Investigate the Spike in Flaky test failures as a function of the gradle check configuration and Jenkins Runniner instance sizing

Question

Investigate the Spike in Flaky test failures as a function of the gradle check configuration and Jenkins Runniner instance sizing

nknize opened this issue a year ago · comments

Is your feature request related to a problem? Please describe

Coming out of this public slack discussion I'd like to explore a possible spike in flaky test failures during gradlew check on PRs in the OpenSearch core repository during regular business hours.

The concrete test failures we're noticing are similar to:

Caused by: java.net.ConnectException: Connection refused
	at sun.nio.ch.Net.pollConnect(Native Method) ~[?:?]
	at sun.nio.ch.Net.pollConnectNow(Net.java:672) ~[?:?]
	at sun.nio.ch.SocketChannelImpl.finishConnect(SocketChannelImpl.java:946) ~[?:?]
	at org.opensearch.nio.SocketChannelContext.connect(SocketChannelContext.java:157) ~[opensearch-nio-2.9.0-SNAPSHOT.jar:2.9.0-SNAPSHOT]

As can be seen in this one instance.
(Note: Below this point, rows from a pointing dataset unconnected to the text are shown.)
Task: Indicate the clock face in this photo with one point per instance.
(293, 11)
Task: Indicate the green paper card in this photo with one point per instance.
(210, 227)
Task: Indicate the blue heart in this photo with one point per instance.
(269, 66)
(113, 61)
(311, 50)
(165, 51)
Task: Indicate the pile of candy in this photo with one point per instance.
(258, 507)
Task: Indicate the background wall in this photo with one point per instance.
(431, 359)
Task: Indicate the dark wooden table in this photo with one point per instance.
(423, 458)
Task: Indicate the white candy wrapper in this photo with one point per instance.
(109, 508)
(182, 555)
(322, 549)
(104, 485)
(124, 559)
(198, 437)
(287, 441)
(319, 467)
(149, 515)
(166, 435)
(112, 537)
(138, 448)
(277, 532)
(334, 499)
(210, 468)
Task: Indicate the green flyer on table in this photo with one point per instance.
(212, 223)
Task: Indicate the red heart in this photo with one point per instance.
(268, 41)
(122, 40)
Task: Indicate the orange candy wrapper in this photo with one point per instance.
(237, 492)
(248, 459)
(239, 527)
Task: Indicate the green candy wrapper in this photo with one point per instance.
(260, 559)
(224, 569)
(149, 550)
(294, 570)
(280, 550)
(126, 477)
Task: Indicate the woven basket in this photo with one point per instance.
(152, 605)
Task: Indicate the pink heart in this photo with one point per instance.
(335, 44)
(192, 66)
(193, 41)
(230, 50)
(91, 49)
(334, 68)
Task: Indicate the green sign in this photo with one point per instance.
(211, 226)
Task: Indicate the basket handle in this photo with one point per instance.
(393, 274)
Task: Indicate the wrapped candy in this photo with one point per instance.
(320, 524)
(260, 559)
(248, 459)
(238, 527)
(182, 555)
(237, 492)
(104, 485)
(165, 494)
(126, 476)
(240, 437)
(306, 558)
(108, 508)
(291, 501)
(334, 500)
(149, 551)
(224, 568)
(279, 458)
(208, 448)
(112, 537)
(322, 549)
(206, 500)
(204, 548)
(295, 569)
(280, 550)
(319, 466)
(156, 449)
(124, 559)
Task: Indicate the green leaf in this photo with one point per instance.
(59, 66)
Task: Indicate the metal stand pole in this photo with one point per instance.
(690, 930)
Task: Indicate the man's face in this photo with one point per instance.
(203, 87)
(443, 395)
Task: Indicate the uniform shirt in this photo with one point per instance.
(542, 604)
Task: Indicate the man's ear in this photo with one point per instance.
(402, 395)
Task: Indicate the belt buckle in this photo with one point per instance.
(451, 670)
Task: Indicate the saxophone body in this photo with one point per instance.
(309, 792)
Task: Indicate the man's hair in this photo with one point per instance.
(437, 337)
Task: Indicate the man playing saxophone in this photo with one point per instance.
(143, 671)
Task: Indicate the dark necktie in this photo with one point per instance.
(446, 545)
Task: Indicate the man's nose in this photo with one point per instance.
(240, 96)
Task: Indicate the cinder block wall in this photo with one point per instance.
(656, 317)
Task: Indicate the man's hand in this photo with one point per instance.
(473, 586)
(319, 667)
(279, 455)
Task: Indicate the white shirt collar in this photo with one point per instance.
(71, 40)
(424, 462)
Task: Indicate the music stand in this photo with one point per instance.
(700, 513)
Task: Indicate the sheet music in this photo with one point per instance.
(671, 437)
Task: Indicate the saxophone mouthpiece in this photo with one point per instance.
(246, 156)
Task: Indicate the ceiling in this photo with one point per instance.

This seems mostly related to socket issues in the runner and seems to occur on "aggressive" Integration Tests (e.g., those using Scope.Test level, which fires up a new cluster for each test method).

With jenkins having its own Runner for each invocation I wouldn't expect the high level of activity (e.g., multiple PRs throughout the day) to contribute, so maybe this is more related to the test intensity, --parallel gradle invocation, and size of the Runner instance?

Describe the solution you'd like

As a parallel effort to trying to lean out the intense integration tests in the core repo, I'd like for us to see if we can root cause these time outs as a function of instance resources (e.g., CPU, Memory) and the test configuration (e.g., number of concurrent integration tests, number of sockets).

It may be that we just aren't closing the sockets in the core IntegrationTest class? (we can explore that separately).

Describe alternatives you've considered

Check the core Integration Test harness is properly closing sockets
Check the socket pool configuration in the core test framework.
... other core improvements not explicitly mentioned here.

Additional context

Thank you!

Peter Zhu commented a year ago

PRs:

Peter Zhu · Answer 1 · Sat Jul 08 2023 07:08:03 GMT+0800 (China Standard Time)

We will try to create a new runner with @nknize own env specs: 32/128 similar to m5.8xlarge.
It is possible that Nick his 32/128 but we have 96/192, that means for --parallel to create 3 times more parallel tasks on our instance, each job is being assigned 2 times less the memory.

Also the desktop env setup means his cpu single core processing frequency is way higher than genuine intel server cpus. That needs to be taken into account as well. I will start investigating this next week.

Thanks.

Peter Zhu · Answer 2 · Wed Jul 12 2023 00:52:21 GMT+0800 (China Standard Time)

Test main:

https://build.ci.opensearch.org/job/gradle-check/19916/console

Peter Zhu · Answer 3 · Fri Jul 21 2023 07:33:14 GMT+0800 (China Standard Time)

Several days data shows the new setup would have 90% unstable rate vs 10% success rate, but yet to see complete failure rate yet.

So it is possible the new spec of m58xlarge is better than original c524xlarge setups.

Thanks.

Peter Zhu · Answer 4 · Sat Jul 22 2023 01:14:23 GMT+0800 (China Standard Time)

We have decided to test switching the default runner to m58xlarge next week.

Peter Zhu · Answer 5 · Wed Jul 26 2023 01:46:44 GMT+0800 (China Standard Time)

New spec live. Monitoring a bit.

Peter Zhu · Answer 6 · Wed Jul 26 2023 07:04:52 GMT+0800 (China Standard Time)

More success runs.

Barani · Answer 7 · Tue Aug 01 2023 01:09:02 GMT+0800 (China Standard Time)

Closing this issue as the changes were completed.